Cruel and Piercing: A Guide on Parenting, Teaching and Living

It's crunch time at work, and being a teacher it means grade cards, testing and stress.  One of the assessments I do 3 times a year is a fluency test called the DIBELS.  Each kid reads for one minute, 3 different stories, and it is supposed to give me a an idea of what a student can do.  A kid in the "red" most likely is having trouble with comprehension, mainly from the butchering of clue words that kids need to help them answer questions.  If you cannot pronounce, "mathematician," do you even know what it is?  If you substitute the word "ventilation" with some gibberish word, how do you really know the context of the sentence?  So today I'm yawning through this first round of testing.  Listening to 28 kids read the same three stories over and over is not what I initially signed up for when I became a teacher.

I envisioned chalk-white hands and dusty erasers (everything is dry-erase now), the endless grinding of a pencil sharpener (they are mostly electric) and the looks of children as diverse as a rainbow (that's been pretty much true).  Instead I have piles of test packets, endless data, purchased books that go unopened and several yawns during a DIBELS test.  Amid the testing and entering grades in a computer, there are times when the relationships and the essence of what makes a kid a kid go unnoticed.  The whispering of kids being mean to one another goes unheard.  The absences go unnoticed until the zeroes string along in the grade book.  By that time, the call home becomes shuffled in burying priorities.  By the time one kid's behavior is analyzed and investigated, another crisis awaits.
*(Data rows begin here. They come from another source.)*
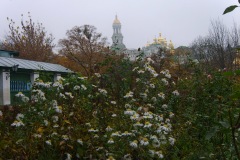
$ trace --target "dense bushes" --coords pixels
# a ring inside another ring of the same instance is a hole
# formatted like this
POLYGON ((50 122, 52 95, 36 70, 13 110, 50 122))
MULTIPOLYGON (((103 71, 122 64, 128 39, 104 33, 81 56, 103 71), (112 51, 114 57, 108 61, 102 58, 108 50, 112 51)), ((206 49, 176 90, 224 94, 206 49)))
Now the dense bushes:
POLYGON ((0 157, 239 158, 238 72, 208 75, 190 61, 157 73, 154 63, 123 59, 93 77, 38 80, 30 100, 19 93, 19 106, 2 109, 0 157))
MULTIPOLYGON (((178 82, 177 159, 239 159, 239 71, 191 72, 178 82)), ((173 158, 173 157, 171 157, 173 158)))

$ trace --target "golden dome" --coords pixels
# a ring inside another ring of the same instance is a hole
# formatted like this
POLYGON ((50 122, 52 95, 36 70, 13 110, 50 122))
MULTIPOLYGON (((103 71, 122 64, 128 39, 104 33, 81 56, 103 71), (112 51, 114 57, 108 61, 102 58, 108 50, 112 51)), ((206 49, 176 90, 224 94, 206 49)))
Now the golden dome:
POLYGON ((174 49, 174 44, 172 43, 171 40, 170 40, 170 42, 169 42, 169 44, 168 44, 168 47, 169 47, 170 49, 174 49))
POLYGON ((162 38, 162 34, 161 33, 159 33, 159 38, 162 38))
POLYGON ((113 21, 113 24, 121 24, 120 21, 118 20, 117 15, 115 16, 115 19, 113 21))
POLYGON ((167 40, 166 40, 166 38, 164 38, 163 42, 164 42, 165 45, 167 45, 167 40))
POLYGON ((157 41, 157 38, 154 38, 154 39, 153 39, 153 44, 157 44, 157 42, 158 42, 158 41, 157 41))
POLYGON ((158 37, 158 43, 162 43, 164 41, 163 37, 162 37, 162 34, 159 33, 159 37, 158 37))

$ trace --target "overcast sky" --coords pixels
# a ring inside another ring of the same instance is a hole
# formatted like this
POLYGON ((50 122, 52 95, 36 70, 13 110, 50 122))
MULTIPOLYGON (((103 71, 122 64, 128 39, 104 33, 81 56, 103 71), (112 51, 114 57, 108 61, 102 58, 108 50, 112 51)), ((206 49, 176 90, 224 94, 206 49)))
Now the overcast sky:
POLYGON ((237 0, 0 0, 0 39, 8 32, 7 17, 19 23, 21 14, 31 13, 43 23, 55 43, 67 30, 84 24, 94 25, 111 44, 115 15, 122 24, 127 48, 143 47, 159 32, 175 46, 188 46, 199 35, 206 35, 211 19, 231 27, 240 25, 240 8, 222 15, 237 0))

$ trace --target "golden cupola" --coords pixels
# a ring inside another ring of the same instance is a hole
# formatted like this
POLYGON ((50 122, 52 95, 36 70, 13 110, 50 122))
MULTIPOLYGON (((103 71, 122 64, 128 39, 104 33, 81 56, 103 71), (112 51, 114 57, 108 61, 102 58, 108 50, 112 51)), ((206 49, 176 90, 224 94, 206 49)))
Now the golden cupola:
POLYGON ((155 37, 154 39, 153 39, 153 44, 157 44, 158 43, 158 39, 155 37))
POLYGON ((113 21, 113 24, 121 24, 120 21, 118 20, 117 15, 115 16, 115 19, 113 21))
POLYGON ((159 33, 159 37, 158 37, 158 44, 162 44, 163 43, 163 37, 162 37, 162 34, 159 33))
POLYGON ((171 40, 170 40, 170 42, 169 42, 169 44, 168 44, 168 47, 169 47, 169 49, 174 49, 174 45, 173 45, 173 43, 172 43, 171 40))
POLYGON ((167 46, 167 40, 166 40, 166 38, 164 38, 163 44, 164 44, 164 46, 167 46))

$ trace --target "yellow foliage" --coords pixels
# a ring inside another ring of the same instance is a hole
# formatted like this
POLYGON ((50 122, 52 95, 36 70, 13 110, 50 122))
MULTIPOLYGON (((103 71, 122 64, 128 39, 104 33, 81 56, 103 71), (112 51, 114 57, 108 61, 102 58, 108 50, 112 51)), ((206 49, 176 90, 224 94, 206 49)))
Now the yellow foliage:
POLYGON ((71 124, 71 123, 70 123, 68 120, 66 120, 66 119, 64 120, 64 122, 67 123, 67 124, 71 124))
POLYGON ((37 132, 38 132, 38 133, 43 133, 43 131, 44 131, 43 127, 39 127, 39 128, 37 129, 37 132))

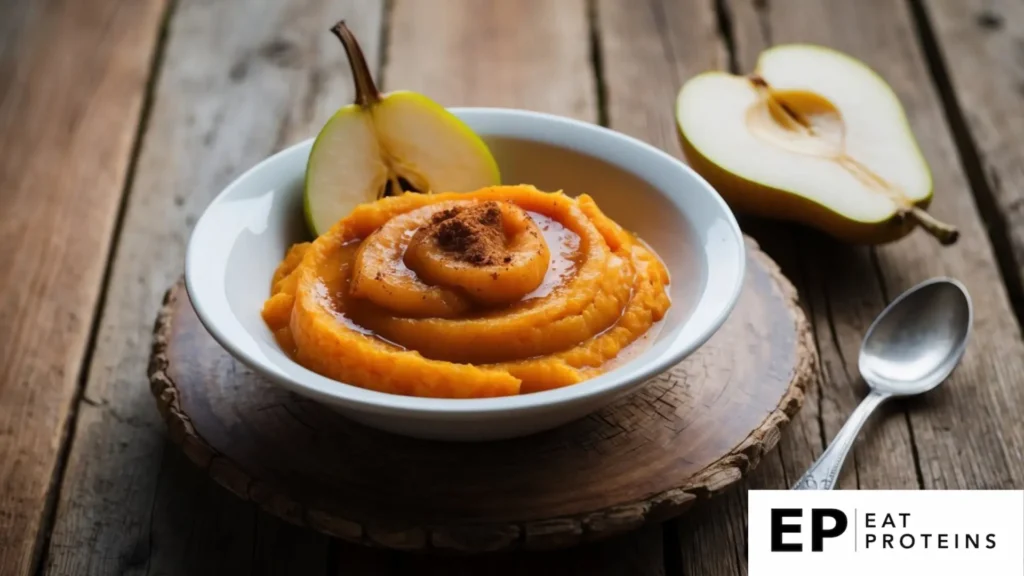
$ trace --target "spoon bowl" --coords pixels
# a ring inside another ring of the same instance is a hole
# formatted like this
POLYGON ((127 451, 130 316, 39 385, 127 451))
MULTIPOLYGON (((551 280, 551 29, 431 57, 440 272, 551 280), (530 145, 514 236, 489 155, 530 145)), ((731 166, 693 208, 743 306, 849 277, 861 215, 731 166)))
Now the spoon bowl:
POLYGON ((922 282, 886 306, 860 347, 860 373, 871 393, 793 489, 835 487, 857 433, 875 408, 894 396, 927 392, 949 376, 964 355, 973 316, 967 289, 949 278, 922 282))
POLYGON ((964 354, 973 311, 956 280, 936 278, 892 301, 861 344, 861 376, 873 390, 906 396, 938 386, 964 354))

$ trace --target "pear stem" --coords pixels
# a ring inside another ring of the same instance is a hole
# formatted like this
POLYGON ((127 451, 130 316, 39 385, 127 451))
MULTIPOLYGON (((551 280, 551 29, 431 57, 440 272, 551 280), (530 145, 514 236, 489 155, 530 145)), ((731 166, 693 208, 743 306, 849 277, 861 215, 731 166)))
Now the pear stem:
POLYGON ((380 90, 377 90, 377 85, 373 82, 370 67, 366 65, 366 57, 363 56, 363 50, 359 47, 355 35, 345 25, 344 20, 335 24, 331 28, 331 32, 338 37, 338 40, 341 40, 341 45, 345 47, 345 53, 348 54, 348 63, 352 67, 352 79, 356 84, 356 104, 366 108, 380 102, 380 90))
POLYGON ((934 216, 925 212, 919 206, 911 206, 907 210, 907 216, 913 218, 921 228, 939 240, 943 246, 956 243, 960 238, 960 232, 955 226, 936 220, 934 216))

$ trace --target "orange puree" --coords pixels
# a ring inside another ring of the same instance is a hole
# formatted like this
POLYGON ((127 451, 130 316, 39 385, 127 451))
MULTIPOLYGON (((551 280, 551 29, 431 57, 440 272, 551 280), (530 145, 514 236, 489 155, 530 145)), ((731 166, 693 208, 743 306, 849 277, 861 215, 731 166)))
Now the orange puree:
POLYGON ((404 194, 291 248, 263 318, 327 377, 475 398, 599 374, 670 306, 664 265, 586 195, 404 194))

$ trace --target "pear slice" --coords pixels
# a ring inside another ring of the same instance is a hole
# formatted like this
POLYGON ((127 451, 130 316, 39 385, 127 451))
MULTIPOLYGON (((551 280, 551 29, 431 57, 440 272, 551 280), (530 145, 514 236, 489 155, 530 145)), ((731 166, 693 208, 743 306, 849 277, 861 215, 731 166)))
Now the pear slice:
POLYGON ((679 91, 676 121, 690 165, 739 212, 858 244, 915 224, 957 239, 924 210, 931 172, 896 94, 850 56, 782 45, 749 76, 700 74, 679 91))
POLYGON ((491 152, 461 120, 414 92, 381 94, 344 21, 355 103, 324 125, 306 165, 306 223, 320 235, 353 208, 406 192, 468 192, 501 183, 491 152))

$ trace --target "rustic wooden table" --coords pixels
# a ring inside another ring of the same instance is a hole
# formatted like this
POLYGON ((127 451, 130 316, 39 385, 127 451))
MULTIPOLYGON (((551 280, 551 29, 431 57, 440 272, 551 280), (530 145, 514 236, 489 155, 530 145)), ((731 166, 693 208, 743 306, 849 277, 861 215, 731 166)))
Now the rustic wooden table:
POLYGON ((1024 487, 1024 3, 1020 0, 36 0, 0 6, 0 574, 746 572, 748 488, 785 488, 864 394, 889 298, 962 280, 948 385, 873 421, 844 488, 1024 487), (351 98, 344 17, 385 88, 600 122, 678 155, 672 103, 709 68, 807 41, 902 98, 962 231, 876 249, 744 222, 813 320, 816 385, 779 448, 679 521, 550 553, 445 559, 285 524, 168 443, 146 381, 189 230, 250 165, 351 98))

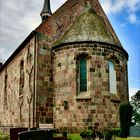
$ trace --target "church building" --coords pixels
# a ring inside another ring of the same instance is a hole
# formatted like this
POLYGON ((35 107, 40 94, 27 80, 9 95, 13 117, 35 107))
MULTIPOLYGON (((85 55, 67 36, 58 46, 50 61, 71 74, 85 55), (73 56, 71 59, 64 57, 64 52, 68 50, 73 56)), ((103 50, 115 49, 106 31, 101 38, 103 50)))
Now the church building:
POLYGON ((98 0, 67 0, 0 66, 0 125, 70 132, 120 126, 128 53, 98 0))

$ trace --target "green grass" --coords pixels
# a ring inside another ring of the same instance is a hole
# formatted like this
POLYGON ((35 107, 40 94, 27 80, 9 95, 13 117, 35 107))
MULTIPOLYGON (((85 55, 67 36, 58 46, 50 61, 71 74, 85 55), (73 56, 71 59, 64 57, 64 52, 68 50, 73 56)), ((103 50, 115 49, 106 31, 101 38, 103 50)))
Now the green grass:
POLYGON ((116 140, 140 140, 140 138, 119 138, 119 137, 117 137, 116 140))
MULTIPOLYGON (((82 140, 79 134, 68 134, 68 140, 82 140)), ((119 138, 116 137, 115 140, 140 140, 140 138, 119 138)))
POLYGON ((9 135, 8 134, 2 134, 0 133, 0 140, 9 140, 9 135))
POLYGON ((82 140, 79 134, 68 134, 68 140, 82 140))
MULTIPOLYGON (((55 137, 62 136, 62 134, 56 134, 55 137)), ((0 133, 0 140, 9 140, 9 135, 0 133)), ((68 140, 83 140, 79 134, 68 134, 68 140)), ((119 138, 115 140, 140 140, 140 138, 119 138)))

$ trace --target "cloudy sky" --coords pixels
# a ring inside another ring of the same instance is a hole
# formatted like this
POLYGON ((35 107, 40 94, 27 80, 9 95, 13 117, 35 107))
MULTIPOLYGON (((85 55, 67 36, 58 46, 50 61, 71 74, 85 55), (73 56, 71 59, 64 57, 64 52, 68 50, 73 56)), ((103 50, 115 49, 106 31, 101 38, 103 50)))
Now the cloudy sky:
MULTIPOLYGON (((50 0, 54 12, 66 0, 50 0)), ((5 62, 41 22, 44 0, 0 0, 0 62, 5 62)), ((140 0, 100 0, 125 50, 129 53, 129 90, 140 89, 140 0)))

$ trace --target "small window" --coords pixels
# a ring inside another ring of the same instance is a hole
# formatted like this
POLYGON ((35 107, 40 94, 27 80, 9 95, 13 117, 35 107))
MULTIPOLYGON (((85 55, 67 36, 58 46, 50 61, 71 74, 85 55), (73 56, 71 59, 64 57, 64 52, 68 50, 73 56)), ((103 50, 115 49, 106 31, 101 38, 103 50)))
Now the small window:
POLYGON ((8 76, 5 75, 5 87, 4 87, 4 104, 7 104, 7 80, 8 76))
POLYGON ((109 64, 109 87, 110 87, 110 93, 116 94, 116 71, 115 66, 112 61, 108 62, 109 64))
POLYGON ((79 88, 80 92, 87 91, 87 58, 79 58, 79 88))
POLYGON ((19 96, 23 94, 24 88, 24 61, 20 62, 20 83, 19 83, 19 96))

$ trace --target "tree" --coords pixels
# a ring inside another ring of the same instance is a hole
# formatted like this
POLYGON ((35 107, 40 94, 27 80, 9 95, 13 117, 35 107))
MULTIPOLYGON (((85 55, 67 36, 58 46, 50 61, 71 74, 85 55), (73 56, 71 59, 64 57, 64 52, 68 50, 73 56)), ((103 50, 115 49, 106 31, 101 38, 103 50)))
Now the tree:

Personally, and publicly too, there are standards that I feel will never truly be accomplished.  My wife and I are taking a parenting class, and sometimes what gets translated is that we, as imperfect humans, place so much emphasis on what others see, how the world judges it, that it undoubtedly leads to performance hurdles that we never can leap.  A kid makes a bad decision with a substitute teacher and I think it must be something to do with my classroom management.  A kid gets made fun of over the span of several weeks, only to have their parent inform me of what is happening.  The kid chose to keep it a secret from me makes me feel like I didn't do enough.  How did I not account for their inner pain?

There's lots of talk about kids that "fall through the cracks."  Teachers become wimpy Atlas figures, carrying the weight of the world on their shoulders.  The lack of counselors, the changing curriculum, a revolving door of administrators.  The only constant is us, gingerly hanging on to a round globe of risk, emotions and the malleable souls of 25 plus kids each year.  And each year the globe tilts and brings us to our knees.  We prevail at times, only momentarily, as so no one can boast.  And just when you think you have it made, a new student arrives, equipped only with an eager face and an empty bookbag.

I confessed in parenting class last week that I always feel like I'm in "teacher mode."  I leave the loudness of a class to the bustle of my own kids.  My girl is a sassy 6, decked in purples and blues and the cutest smile in Ohio.  My boy is part obsessive and part pessimist, but all heart.  He falls into a grump state for falling one color short of perfection at school (the color all kids want to be behaviorally is pink which is considered "outstanding."  He "falls" to purple which signifies "good").  He's cursed with my sense of compulsion to get things right, even though the goal is sometimes insurmountable.  He strikes out once in baseball, he thinks he'll "never get a hit again."  And this week I've been just closing my eyes listening to him complain about how strict our house became in 2014 concerning playing time and homework.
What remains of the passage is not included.